Incredibly refreshing. I fail to understand how these films lose credibility according to this logic. It's not as if there are no other female characters -- as if the townspeople and visiting dignitaries who form the background are all male and other females simply don't exist. They're there, they're just not the focus of the story. All of the films which had casts skewed in favor of women (see: the early princess films) are lambasted for their archaic and outdated ideology.  I don't think it's fair to say, as Asher-Perrin does, that,

Without the presence of periphery characters, the films prevent young girls from gleaning a true sense of familiarity and never challenge lame stereotypes. Girls are friends with other girls. Girls and boys form strong friendships and bonds as well. Women can be found in taverns (doing something other than serving the ale) and armies and political spheres and heists. Women are everywhere. And they matter, even when they’re not royalty."

Again. I find statements like these inherently problematic. What is it about periphery characters that challenges "lame stereotypes"? That is, why must this duty fall to the supporting characters? (After all, when it does, like in Sleeping Beauty Disney gets lambasted for relegating women to traditional roles. *sigh*) Leaving aside the fact that these are FAIRY-TALE films in a PRINCESS franchise -- Disney could adapt a "Molly Whuppie" fairy tale that features an "ordinary" heroine -- I return to my main response when people criticize Disney:

Royalty is a metaphor. I would argue that films like Frozen and Brave don't teach little girls (and boys!) that only girls who are royalty and princesses matter and are important. After all, Disney princesses -- especially the modern ones -- are girls first, royalty second. The fact that Anna and Elsa are a princess and a queen matters much less to the story than the facts that (1) Anna is trying to connect with her sister and (2) Elsa is trying to figure out who she is as a person. Anna's royal status matters much more to Hans, the villain, than it does to her. The struggles that Anna and Elsa and even, to some extent, that Merida and Rapunzel face don't relate to their royalty: they face human struggles: Rapunzel is exploring a strange, unfamiliar world after leaving home and Merida and Elinor must learn to understand each other. This has very little to do with royalty (Merida is, perhaps, the weakest example here, since Elinor wants her to act as a princess should) but still. 
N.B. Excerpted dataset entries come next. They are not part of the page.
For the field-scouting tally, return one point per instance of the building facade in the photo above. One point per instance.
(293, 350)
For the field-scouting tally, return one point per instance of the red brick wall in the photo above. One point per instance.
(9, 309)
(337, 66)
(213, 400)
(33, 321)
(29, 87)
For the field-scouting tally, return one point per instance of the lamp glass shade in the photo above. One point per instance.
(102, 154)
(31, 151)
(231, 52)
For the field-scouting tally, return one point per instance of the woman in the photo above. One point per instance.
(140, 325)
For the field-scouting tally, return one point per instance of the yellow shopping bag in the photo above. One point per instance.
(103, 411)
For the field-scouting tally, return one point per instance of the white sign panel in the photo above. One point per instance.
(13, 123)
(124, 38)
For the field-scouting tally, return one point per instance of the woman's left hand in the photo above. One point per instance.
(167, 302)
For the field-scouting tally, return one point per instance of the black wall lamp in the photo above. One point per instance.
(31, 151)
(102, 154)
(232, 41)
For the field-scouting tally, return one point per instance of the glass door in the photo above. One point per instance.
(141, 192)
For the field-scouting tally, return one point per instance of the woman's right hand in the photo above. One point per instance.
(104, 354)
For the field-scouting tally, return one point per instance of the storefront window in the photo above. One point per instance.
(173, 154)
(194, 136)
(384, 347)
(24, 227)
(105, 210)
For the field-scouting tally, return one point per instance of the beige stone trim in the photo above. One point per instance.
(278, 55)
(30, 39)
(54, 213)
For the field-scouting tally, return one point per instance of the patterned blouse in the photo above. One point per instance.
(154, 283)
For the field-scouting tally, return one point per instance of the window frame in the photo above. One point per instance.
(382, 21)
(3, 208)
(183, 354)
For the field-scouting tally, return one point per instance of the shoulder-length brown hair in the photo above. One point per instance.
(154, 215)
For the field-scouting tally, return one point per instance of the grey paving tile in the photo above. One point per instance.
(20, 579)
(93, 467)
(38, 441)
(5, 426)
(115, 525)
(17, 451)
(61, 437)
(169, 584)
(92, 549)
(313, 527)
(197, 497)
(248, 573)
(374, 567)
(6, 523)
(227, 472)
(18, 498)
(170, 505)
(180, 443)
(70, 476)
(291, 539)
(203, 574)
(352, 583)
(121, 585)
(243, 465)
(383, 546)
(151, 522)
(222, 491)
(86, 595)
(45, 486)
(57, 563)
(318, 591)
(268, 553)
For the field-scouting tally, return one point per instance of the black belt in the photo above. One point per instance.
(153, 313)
I think that is perhaps why Asher-Perrin doesn't mention Tiana in The Princess and the Frog as part of her central argument: because Tiana isn't royalty and the female characters in that movie tell us that women are everywhere and that they do matter. Tiana works not one, but two, jobs and forms a friendship with Lottie. It's not a perfect movie, and I have a lot of issues with the ending, but Tiana does complicate Asher-Perrin's argument. 

Most of the characters and films she examines complicate her argument -- and I'm not entirely sure she convinces me, even setting aside my knee-jerk defense of Disney. She does raise some valid points -- certainly, in the case of Tangled, Disney could have made some changes. But to add female characters to films just to make gender-balanced casts and to seemingly dismiss the actions of the individual characters just...seems an overly simplistic solution. Because I guarantee that whatever Disney does, they will be criticized for it.